In Costa Rica the catamaran, Calypso, took us on a 90-minute ride across the Gulf of Nicoya to Punta Coral. It was a beautiful day. We roamed the whole boat. Every few minutes a steward came by with fresh pineapple, papaya, or watermelon.
Because the tide was low, the cat
could not make it to the pier so we were ferried ashore in the panga. Once
ashore, our guide briefed us about the facility saying, “Punta Coral is set in a
pristine Tropical Dry Forest and has a quiet beach on one side and a valley
filled with flowering plants, interesting rock formations and numerous caves on
the other. Troops of Howler Monkeys, Yellow Naped Amazon Parrots, a variety of
hummingbirds and butterflies call this special place home. This delicate
eco-system is a small part of the last 2% of Tropical Dry Forest remaining in
the world today.”
We could go swimming in the crescent shaped sandy
beach, snorkeling, or kayaking. After putting on life jackets my son gave me
kayak lessons and we kayaked around the shore for awhile.
After we put the kayak up we went swimming. The water
was very warm. It turned out that the owner was also in the water and she was
telling us how it came about that she and her husband had bought and developed
the island.
“We’re from San Francisco and were in Costa Rica in
1973. We fell in love with it, and kept figuring a way we could stay here. We
tried several things, and finally my husband realized there was no boat
available to take people to these little islands. So he built one. The old
fellow who owned this property didn’t want to sell, but eventually after a few
years he did let us buy it.”
She went on to explain how a local person took care of
the place, had made all the walls with wire filled stone, and did all the
gardening plus keeping all the tropical plants in trim and blooming. He was a
real find, from the mountains and had only finished the third grade.

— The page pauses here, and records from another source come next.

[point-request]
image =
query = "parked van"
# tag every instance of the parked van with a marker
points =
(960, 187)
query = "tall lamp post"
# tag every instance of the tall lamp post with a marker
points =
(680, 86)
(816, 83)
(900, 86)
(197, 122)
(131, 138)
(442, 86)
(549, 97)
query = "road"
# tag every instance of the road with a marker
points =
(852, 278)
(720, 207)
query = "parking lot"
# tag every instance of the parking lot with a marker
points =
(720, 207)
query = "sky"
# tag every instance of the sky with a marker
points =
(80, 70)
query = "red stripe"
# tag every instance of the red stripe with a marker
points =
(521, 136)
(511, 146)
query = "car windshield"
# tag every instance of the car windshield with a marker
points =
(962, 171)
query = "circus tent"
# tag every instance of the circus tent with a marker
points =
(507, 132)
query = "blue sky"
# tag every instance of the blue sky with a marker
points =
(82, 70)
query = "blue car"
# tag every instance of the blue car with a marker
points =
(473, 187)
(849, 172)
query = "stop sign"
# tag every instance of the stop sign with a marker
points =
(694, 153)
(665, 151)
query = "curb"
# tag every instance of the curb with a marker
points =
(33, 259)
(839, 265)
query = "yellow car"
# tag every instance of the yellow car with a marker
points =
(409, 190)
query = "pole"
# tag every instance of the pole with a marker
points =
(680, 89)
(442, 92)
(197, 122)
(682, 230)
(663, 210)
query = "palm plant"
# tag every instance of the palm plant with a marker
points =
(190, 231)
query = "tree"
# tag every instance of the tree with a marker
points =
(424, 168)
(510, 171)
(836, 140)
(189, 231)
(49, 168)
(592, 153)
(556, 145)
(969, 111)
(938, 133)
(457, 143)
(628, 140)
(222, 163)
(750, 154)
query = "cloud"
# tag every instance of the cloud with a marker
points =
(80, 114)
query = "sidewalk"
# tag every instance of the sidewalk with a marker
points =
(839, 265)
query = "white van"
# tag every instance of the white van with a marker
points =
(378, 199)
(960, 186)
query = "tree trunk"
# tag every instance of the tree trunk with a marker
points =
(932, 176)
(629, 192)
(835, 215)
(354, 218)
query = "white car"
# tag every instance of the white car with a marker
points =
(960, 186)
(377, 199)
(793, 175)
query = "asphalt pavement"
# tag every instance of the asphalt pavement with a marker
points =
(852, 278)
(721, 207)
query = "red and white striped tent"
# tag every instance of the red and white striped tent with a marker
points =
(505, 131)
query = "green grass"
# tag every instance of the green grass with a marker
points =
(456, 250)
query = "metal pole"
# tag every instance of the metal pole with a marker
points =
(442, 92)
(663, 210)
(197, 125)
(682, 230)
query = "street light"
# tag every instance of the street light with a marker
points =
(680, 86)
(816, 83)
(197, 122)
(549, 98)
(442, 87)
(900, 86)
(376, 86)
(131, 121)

I asked, “ Did you speak Spanish when you arrived?”
“No, nada, not a single word.” The whole family is fluent
now.
She described how this caretaker had just built her a
mud oven. She had made pizza in it the evening before for someone who was
visiting.
What a delightful story. I talked to her about
writing. She had a wonderful sense of humor and if she can convey that in a
book, she’ll have a best seller. She is beginning to record some things,
although she said she had not kept a journal.
The wife was a chef in a Greek restaurant, and does
the cooking at Punta Coral that was written in Gourmet Magazine in the mid 90s.
As you would suspect we had a great lunch. The mushroom covered fish was excellent.
The salad made with vine ripened produce had a delicate dressing. I can’t
remember the whole menu, but I do remember the double chocolate brownie with
real whipped cream for dessert. Each plate was decorated with a lovely flower.
After lunch I walked the hiking paths to the far side of
the island for a view of the ocean. It was up hill going, but all down on the
return. It was a delightful day, and all too soon Calypso came back to take us back to the mainland.